HARIANKALTIM.COM – Polemik terkait tunggakan upah pekerja proyek Teras Samarinda terus bergulir tanpa kejelasan.
Proyek yang seharusnya menjadi kebanggaan masyarakat justru menimbulkan kekecewaan di kalangan pekerja.
Hingga saat ini, puluhan pekerja masih menunggu kepastian pembayaran upah dari kontraktor yang menangani proyek ini, PT Samudra Anugrah Indah Permai.
Perwakilan pekerja, didampingi oleh Perhimpunan Mahasiswa Katolik Republik Indonesia (PMKRI) Cabang Samarinda, menggelar aksi unjuk rasa di depan Balai Kota Samarinda, Kamis (07/11/2024).
Mereka menuntut Pemkot segera memanggil dan menekan pihak kontraktor agar memenuhi hak-hak pekerja yang tertunggak berbulan-bulan.
Ketua PMKRI Cabang Samarinda, Nikalaus Yeblo, menyampaikan empat tuntutan di depan Balai Kota. Salah satunya adalah desakan agar Pemkot Samarinda berpihak pada para pekerja dengan memaksa kontraktor bertanggung jawab.
“Pemkot harus menunjukkan keberpihakan terhadap masyarakat. Pekerja berhak mendapatkan haknya sesuai kontrak kerja,” ujarnya.
Selain tunggakan upah, persoalan lain yang mencuat adalah ketidakjelasan status BPJS Ketenagakerjaan bagi para pekerja.
Sudirman, kuasa hukum para pekerja, mengungkapkan bahwa sejak awal bekerja, para pekerja tidak didaftarkan dalam program BPJS Ketenagakerjaan.
Kondisi ini semakin memperburuk situasi, mengingat para pekerja tidak hanya kehilangan hak atas upah, tetapi juga jaminan sosial.
“Bukan hanya soal upah yang belum dibayar, mereka juga tidak mendapatkan perlindungan sosial. Ini sangat bertentangan dengan tanggung jawab sosial yang seharusnya dijalankan oleh kontraktor,” tegas Sudirman.

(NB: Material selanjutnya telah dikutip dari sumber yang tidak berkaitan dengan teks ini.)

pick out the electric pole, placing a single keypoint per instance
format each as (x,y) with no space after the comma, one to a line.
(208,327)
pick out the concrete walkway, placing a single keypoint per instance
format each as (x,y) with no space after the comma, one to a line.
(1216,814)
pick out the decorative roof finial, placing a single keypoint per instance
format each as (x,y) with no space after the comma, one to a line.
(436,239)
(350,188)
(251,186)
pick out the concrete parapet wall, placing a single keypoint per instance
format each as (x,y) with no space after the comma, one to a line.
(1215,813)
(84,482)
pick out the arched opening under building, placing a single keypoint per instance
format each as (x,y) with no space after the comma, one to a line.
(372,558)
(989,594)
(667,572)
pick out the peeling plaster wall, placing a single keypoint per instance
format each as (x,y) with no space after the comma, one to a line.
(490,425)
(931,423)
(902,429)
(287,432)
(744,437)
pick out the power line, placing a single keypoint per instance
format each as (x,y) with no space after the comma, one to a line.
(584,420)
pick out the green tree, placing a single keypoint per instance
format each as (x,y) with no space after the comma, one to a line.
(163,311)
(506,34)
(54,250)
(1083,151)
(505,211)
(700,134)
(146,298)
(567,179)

Merespons aksi ini, Asisten II Sekretaris Kota, Marnabas Patiroy, menggelar mediasi bersama perwakilan pekerja.
Dalam audiensi tersebut, Marnabas menegaskan bahwa Pemkot Samarinda akan berupaya membantu mencari solusi terbaik.

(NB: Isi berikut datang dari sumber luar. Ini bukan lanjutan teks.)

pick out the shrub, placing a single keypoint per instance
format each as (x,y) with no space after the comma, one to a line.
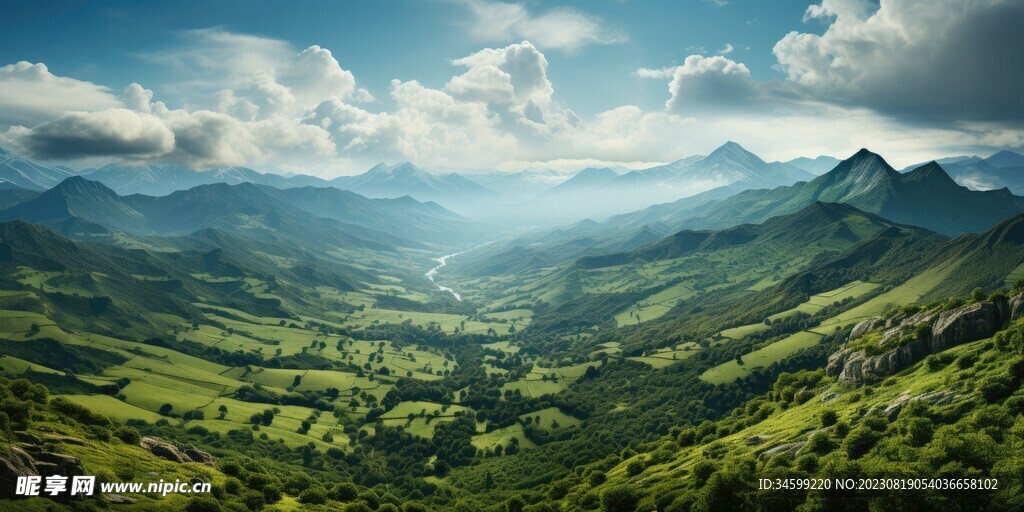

Namun, ia juga menjelaskan bahwa Pemkot memiliki keterbatasan dalam memanggil perusahaan secara paksa.
“Kami berusaha membantu, tetapi Pemkot hanya bisa sebatas memfasilitasi dialog. Pemanggilan paksa bukan kewenangan kami,” ungkapnya.

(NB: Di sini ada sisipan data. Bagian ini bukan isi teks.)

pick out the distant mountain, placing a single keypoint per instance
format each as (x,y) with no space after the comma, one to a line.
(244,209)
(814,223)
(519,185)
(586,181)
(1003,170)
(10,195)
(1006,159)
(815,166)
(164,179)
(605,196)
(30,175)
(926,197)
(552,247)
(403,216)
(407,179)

Sementara itu, Kabag Hukum Pemkot Samarinda, Asran Yunisran, menyatakan bahwa anggaran proyek telah dicairkan dan diberikan kepada perusahaan.
Menurutnya, jika upah pekerja belum dibayarkan, masalah tersebut harus diselesaikan antara pekerja dan kontraktor.
“Pemkot tidak memiliki kuasa untuk intervensi langsung dalam masalah kontrak kerja antara buruh dan perusahaan,” katanya.
Para pekerja berharap agar pemerintah dapat menekan kontraktor untuk segera menyelesaikan tanggung jawabnya.
“Kami bekerja keras di proyek ini, tetapi hak-hak kami diabaikan. Kami harap pemerintah tidak hanya memediasi, tetapi juga menunjukkan keberpihakan pada kami yang dirugikan,” tutur Rully, salah satu pekerja.
Dengan polemik ini, publik mulai mempertanyakan komitmen sosial dari kontraktor dalam proyek-proyek pemerintah.
Apakah proyek publik hanya untuk keuntungan pribadi, atau ada tanggung jawab lebih besar terhadap kesejahteraan pekerja yang telah berkontribusi? (TIM)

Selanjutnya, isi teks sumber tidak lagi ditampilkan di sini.